Seated man
Robert Chambers (1802–1871)
by David Octavius Hill and Robert Adamson
Scottish National Portrait Gallery

Chambers Book of Days was the last major work produced by the Scottish writer and publisher Robert Chambers (1802–1871).[1] Full title The Book of Days: A Miscellany of Popular Antiquities in Connection with the Calendar, Including Anecdote, Biography, & History, Curiosities of Literature and Oddities of Human Life and Character, it was first published in 1864, a mammoth undertaking which, his family believed, hastened his death.[2]

In his preface, Chambers describes the contents of the book:

  • Matters connected with the Church Kalendar, including the Popular Festivals, Saints’ Days and Other Holidays, with illustrations of Christian Antiquities in general
  • Phenomena connected with the Seasonal Changes
  • Folk-Lore of the United Kingdom – namely Popular Notions and Observances connected with the Times and Seasons
  • Notable Events, Biographies, and Anecdotes connected with the Days of the Year
  • Articles of Popular Archaeology, of an entertaining character, tending to illustrate the progress of Civilisation, Manners, Literature and Ideas in these kingdoms
  • Curious, Fugitive, and Inedited Pieces

The book then continues with a series of articles on time, day, month, year and so on, before getting to its heart, a section for each day of the year preceded by a general article on the month itself.

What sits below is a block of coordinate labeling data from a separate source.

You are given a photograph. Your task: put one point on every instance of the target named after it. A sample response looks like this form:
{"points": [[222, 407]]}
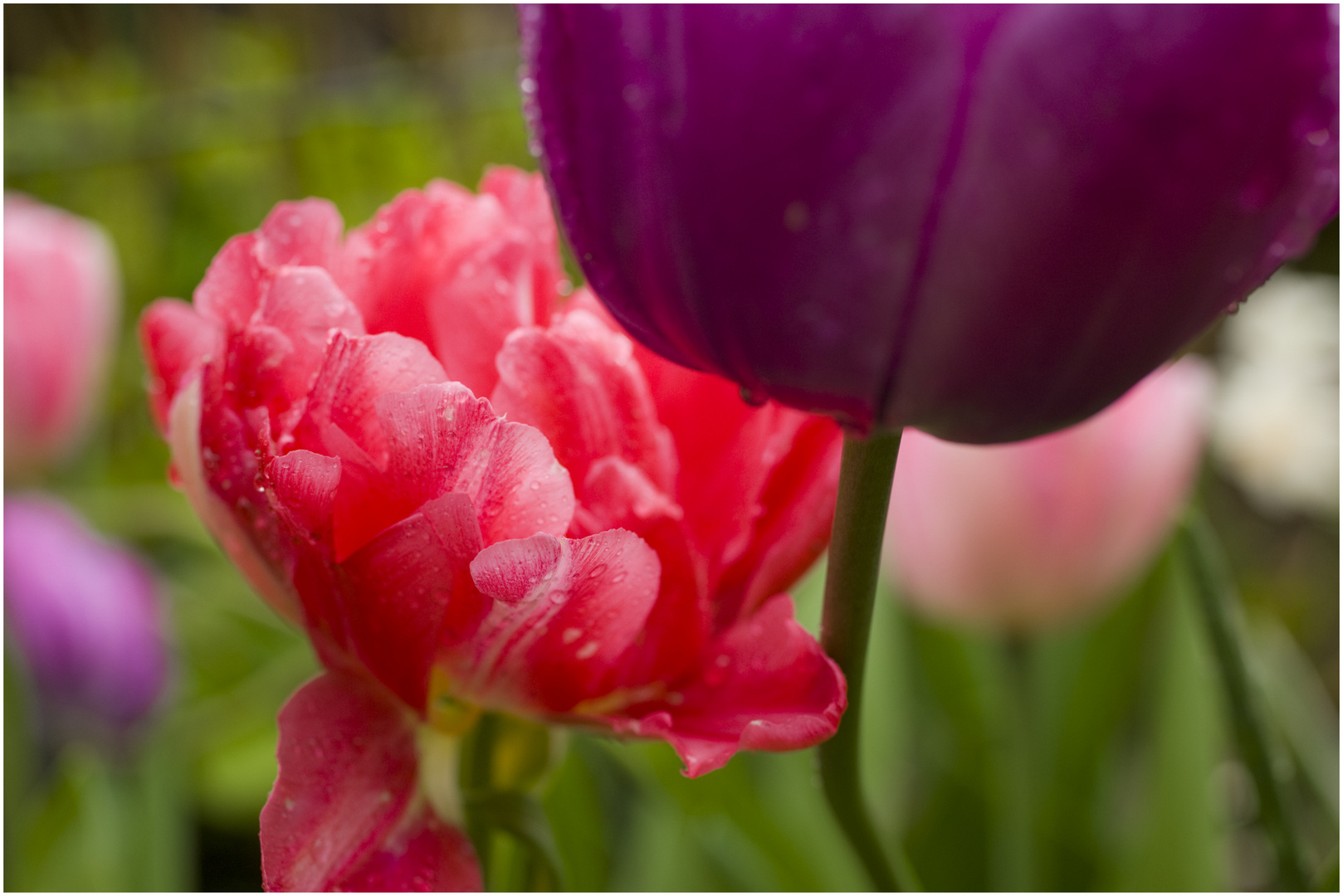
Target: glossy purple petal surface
{"points": [[984, 221]]}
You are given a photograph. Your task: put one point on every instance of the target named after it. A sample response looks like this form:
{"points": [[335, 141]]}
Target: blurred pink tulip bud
{"points": [[85, 617], [61, 308], [1028, 533]]}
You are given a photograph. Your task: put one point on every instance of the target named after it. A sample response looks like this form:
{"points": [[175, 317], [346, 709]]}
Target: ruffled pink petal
{"points": [[446, 268], [725, 466], [579, 384], [442, 438], [390, 261], [565, 613], [525, 197], [344, 811], [425, 857], [354, 375], [621, 496], [766, 685], [280, 353], [410, 590], [797, 511], [305, 232], [304, 492], [232, 285], [175, 342], [474, 306]]}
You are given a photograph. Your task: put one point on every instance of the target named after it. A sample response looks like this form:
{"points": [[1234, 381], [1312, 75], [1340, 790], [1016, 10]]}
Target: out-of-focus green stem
{"points": [[477, 776], [865, 476], [1216, 592], [1014, 841]]}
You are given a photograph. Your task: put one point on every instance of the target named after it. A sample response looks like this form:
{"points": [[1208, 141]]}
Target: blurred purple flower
{"points": [[988, 222], [84, 614], [61, 308]]}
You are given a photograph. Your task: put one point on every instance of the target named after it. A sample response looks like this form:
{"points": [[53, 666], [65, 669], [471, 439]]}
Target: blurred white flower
{"points": [[1276, 421]]}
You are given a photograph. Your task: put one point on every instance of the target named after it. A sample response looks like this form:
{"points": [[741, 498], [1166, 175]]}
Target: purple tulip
{"points": [[984, 221], [85, 617]]}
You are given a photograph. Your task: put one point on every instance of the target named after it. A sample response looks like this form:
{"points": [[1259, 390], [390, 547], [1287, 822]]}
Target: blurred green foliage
{"points": [[1095, 757]]}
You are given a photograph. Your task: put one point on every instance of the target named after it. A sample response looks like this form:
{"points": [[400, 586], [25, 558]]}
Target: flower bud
{"points": [[1026, 533], [84, 616], [61, 308]]}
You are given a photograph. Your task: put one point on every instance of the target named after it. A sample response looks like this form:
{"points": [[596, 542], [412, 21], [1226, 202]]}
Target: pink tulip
{"points": [[1030, 533], [61, 308], [603, 540]]}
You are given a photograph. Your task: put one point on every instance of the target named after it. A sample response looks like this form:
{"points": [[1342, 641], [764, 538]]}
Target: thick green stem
{"points": [[865, 477], [477, 777], [1214, 592]]}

The article for January 1, for instance, lists the birth of Edmund Burke and the death of William Wycherley among others, and follows up with detailed articles on both. With about six or seven such articles for each day, the book contains more than 2000 entries, accompanied by illustrations.

Updated edition


The publishing house that still bears Chambers’ name, Chambers Harrap, published an updated version of the original in 2004, written by Rosalind Fergusson. In his review for The Guardian newspaper, the critic Ian Sansom had this to say:[2]

The new Chambers tries hard but cannot of course compete with the sheer loveliness of the old book, where the words and illustrations were so tightly packed on the page as to closely resemble the inside of the mind of an Edinburgh polymath: the new Chambers looks like the inside of the mind of an underpaid and not very imaginative graduate in graphic design. But then all books now look rubbish compared with those published just 50, never mind nearly 150 years ago.